Knowledge distillation

Knowledge distillation attempts to transfer knowledge from a complicated teacher model to a light student model. As one branch of transfer learning, knowledge distillation has been widely used in many fields such as detection [43] and style transfer [44]. Common approaches can be divided into distillation on logits, the bounding box, the output, and feature maps. Wang et al. [43] analyzed the inconsistency of the target results and proposed an adaptive sample assignment to improve the quality of the pseudo-boxes. To improve the performance of semi-supervised shadow detection, Chen et al. [45] proposed a mean teacher model by exploring their complementary information and unlabeled images. Tang et al. [46] proposed a simple distillation framework with a data ensemble strategy to generate plenty of soft labels as targets, which significantly improved the performance of the student in the semi-supervised objection. Motivated by contrastive learning and mean-teacher self-training, Cao et al. [47] proposed a contrastive framework to enhance beneficial learning signals without requiring labels in the target domain. Deng et al. [48] proposed a harmonious framework to improve object detection by exploring the consistency of the localization scores and the classification. Recently, Hong et al. [49] proposed the first framework for knowledge distillation on paired synthetic hazy images with a heterogeneous task learning mechanism, an image reconstruction network was treated as the teacher to assist intermediate feature learning in training the student for synthetic image dehazing.

Unlike dehazing methods in synthetic paired datasets [37, 49], the proposed method mainly deals with the issue of unpaired real-world hazy images. Furthermore, unlike the single teacher in [49], the proposed method tries to explore the advantages of dual teachers with the unsupervised fusion strategy.

Method

Framework

As shown in Fig. 2, the overall framework of the proposed dehazing method consists of two teachers, a light student network and the unsupervised fusion network. The teachers generate the initial results with the fixed parameters during the training process. Two initial dehazed images are fused to generate the final result with the GAN-based unsupervised fusion network; then the student is trained to recover a hazy-free image from its hazy counterpart under the supervision of the final result. Only the student is used in the test practices.
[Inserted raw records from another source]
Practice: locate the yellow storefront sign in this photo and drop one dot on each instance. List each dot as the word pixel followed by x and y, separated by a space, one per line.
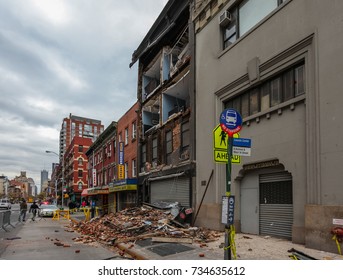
pixel 221 156
pixel 121 170
pixel 220 142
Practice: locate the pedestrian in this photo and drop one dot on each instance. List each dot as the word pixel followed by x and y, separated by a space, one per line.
pixel 23 210
pixel 34 208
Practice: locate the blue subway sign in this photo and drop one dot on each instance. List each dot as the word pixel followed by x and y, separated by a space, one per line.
pixel 242 142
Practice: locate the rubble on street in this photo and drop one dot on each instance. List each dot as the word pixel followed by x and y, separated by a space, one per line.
pixel 138 223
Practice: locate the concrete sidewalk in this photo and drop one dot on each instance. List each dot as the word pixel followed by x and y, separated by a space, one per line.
pixel 47 239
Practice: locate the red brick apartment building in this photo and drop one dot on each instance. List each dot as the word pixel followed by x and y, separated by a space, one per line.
pixel 75 168
pixel 124 189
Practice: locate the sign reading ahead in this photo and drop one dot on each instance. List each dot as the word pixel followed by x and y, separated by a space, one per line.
pixel 220 142
pixel 230 121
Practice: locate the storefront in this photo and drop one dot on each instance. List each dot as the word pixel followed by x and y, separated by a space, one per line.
pixel 99 195
pixel 124 193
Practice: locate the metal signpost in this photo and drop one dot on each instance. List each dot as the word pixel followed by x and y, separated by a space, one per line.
pixel 231 123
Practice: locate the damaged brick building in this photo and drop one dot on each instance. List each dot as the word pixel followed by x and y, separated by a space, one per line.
pixel 165 94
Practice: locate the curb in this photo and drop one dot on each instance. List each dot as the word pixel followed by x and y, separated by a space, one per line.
pixel 131 252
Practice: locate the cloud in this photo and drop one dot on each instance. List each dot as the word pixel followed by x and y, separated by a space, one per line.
pixel 59 57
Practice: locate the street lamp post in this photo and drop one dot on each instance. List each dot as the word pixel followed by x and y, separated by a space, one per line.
pixel 52 152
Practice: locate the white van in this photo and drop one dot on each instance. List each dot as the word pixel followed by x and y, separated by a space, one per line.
pixel 5 203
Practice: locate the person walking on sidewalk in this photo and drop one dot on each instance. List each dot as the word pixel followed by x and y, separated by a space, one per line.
pixel 23 210
pixel 34 208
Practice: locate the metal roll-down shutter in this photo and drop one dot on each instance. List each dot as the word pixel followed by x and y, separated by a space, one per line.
pixel 276 204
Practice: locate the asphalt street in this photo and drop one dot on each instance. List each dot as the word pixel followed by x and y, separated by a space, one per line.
pixel 48 239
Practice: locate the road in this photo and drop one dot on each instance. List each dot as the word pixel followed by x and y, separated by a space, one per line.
pixel 47 239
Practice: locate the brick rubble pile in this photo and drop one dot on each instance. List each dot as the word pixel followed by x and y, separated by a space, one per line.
pixel 139 223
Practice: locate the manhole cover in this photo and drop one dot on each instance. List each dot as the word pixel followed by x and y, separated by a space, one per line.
pixel 144 242
pixel 169 249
The real-world hazy image X is fed to the student and one teacher to obtain the dehazed results Y and $Y_{2}$. Taking into account the complex degradation in real scenes, the real hazy image X is enhanced with the CPAHE [24] and the Homo_filter, respectively. The enhanced images are further fused according to the realness and adaptive similarity map to the real hazy image X, and the fused result $X_{en}$ is then fed to the other teacher network to generate the dehazed image $Y_{1}$. To make full use of the different dehazed results, $Y_{1}$ and $Y_{2}$ are further refined through the fusion network with unsupervised adversarial training. The global discriminator $D_{G}$ and the local discriminator $D_{L}$ try to discern the fused result $Y_{en}$ with the enhanced image $Z_{en}$.
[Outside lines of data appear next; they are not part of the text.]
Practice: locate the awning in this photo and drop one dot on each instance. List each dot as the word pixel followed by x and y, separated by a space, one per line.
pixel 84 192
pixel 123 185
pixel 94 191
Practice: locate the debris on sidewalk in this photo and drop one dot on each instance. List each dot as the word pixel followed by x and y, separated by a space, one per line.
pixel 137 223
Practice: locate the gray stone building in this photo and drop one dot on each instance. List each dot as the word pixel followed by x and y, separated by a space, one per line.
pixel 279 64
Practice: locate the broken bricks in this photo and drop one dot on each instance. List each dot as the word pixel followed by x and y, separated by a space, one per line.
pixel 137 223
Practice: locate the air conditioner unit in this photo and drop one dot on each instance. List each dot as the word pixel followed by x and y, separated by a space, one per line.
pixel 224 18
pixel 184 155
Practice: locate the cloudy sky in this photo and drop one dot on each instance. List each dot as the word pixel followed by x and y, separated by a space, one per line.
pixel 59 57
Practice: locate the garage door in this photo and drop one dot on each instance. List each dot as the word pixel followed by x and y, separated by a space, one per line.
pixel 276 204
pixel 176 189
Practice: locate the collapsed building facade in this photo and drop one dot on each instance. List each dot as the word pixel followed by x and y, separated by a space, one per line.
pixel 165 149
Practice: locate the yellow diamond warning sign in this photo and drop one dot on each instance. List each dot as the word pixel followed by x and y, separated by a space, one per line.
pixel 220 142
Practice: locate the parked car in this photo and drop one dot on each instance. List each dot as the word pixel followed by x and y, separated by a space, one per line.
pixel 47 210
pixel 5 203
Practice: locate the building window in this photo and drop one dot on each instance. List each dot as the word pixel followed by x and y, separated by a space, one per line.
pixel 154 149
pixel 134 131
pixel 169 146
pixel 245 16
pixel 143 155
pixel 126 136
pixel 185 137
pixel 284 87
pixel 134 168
Specifically, the unpaired clear image Z is further enhanced to restore the details of the dark regions, which is helpful to alleviate dim artifacts in single image dehazing. To avoid structure distortion, the result of the fusion network is constrained by the intermediate image $Y_{3}$, which is obtained with adaptive similarity maps according to the chrominance information and the gradient modulus of the LMN color space [50]. Finally, we propose a compact student network to learn the mapping function from the real-world hazy image X to the corresponding haze-free image Y supervised by $Y_{en}$, which is the output of the unsupervised fusion network. The dehazed result Y is also constrained with the dark channel loss, which can mitigate the haze residue in the dehazing process.

Fusion and enhancement

In the unsupervised fusion network, two preliminary dehazing results $Y_{1}$ and $Y_{2}$ are mixed with the adversarial learning strategy. To avoid the structure distortion during the unsupervised adversarial training, the intermediate image $Y_{3}$ is obtained with adaptive similarity maps according to the chrominance information and gradient modulus of the LMN color space [50]. To obtain the chrominance information, we first calculated the M and N channels from the RGB color space as follows.
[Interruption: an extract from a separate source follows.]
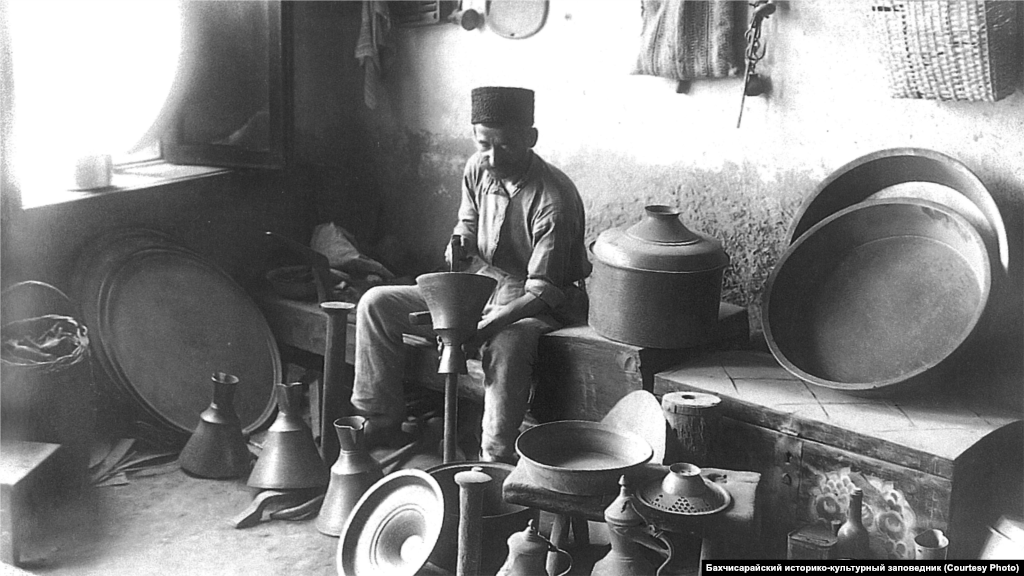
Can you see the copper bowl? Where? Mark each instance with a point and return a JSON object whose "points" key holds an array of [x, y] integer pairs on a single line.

$$\begin{aligned} M= & {} 0.114 \cdot B + 0.04 \cdot G + 0.30 \cdot R. \end{aligned}$$

(2)

$$\begin{aligned} N= & {} 0.17 \cdot B - 0.60 \cdot G + 0.34 \cdot R. \end{aligned}$$

(3)

Then, the similarity map according tho the the chrominance information is computed as:

$$\begin{aligned} {S^C}\left( y \right) = \frac{{2{M_1}\left( y \right) \cdot {M_2}\left( y \right) + {{130}}}}{{M_1^2\left( y \right) + M_2^2\left( y \right) + 130}} \cdot \frac{{2{N_1}\left( y \right) \cdot {N_2}\left( y \right) + {{130}}}}{{N_1^2\left( y \right) + N_2^2\left( y \right) + {{130}}}} \end{aligned}$$

(4)

where $M_{1}$ and $N_{1}$ stand for M and N channels of $Y_{1}$, $M_{2}$ and $N_{2}$ related to M and N channels of $Y_{2}$.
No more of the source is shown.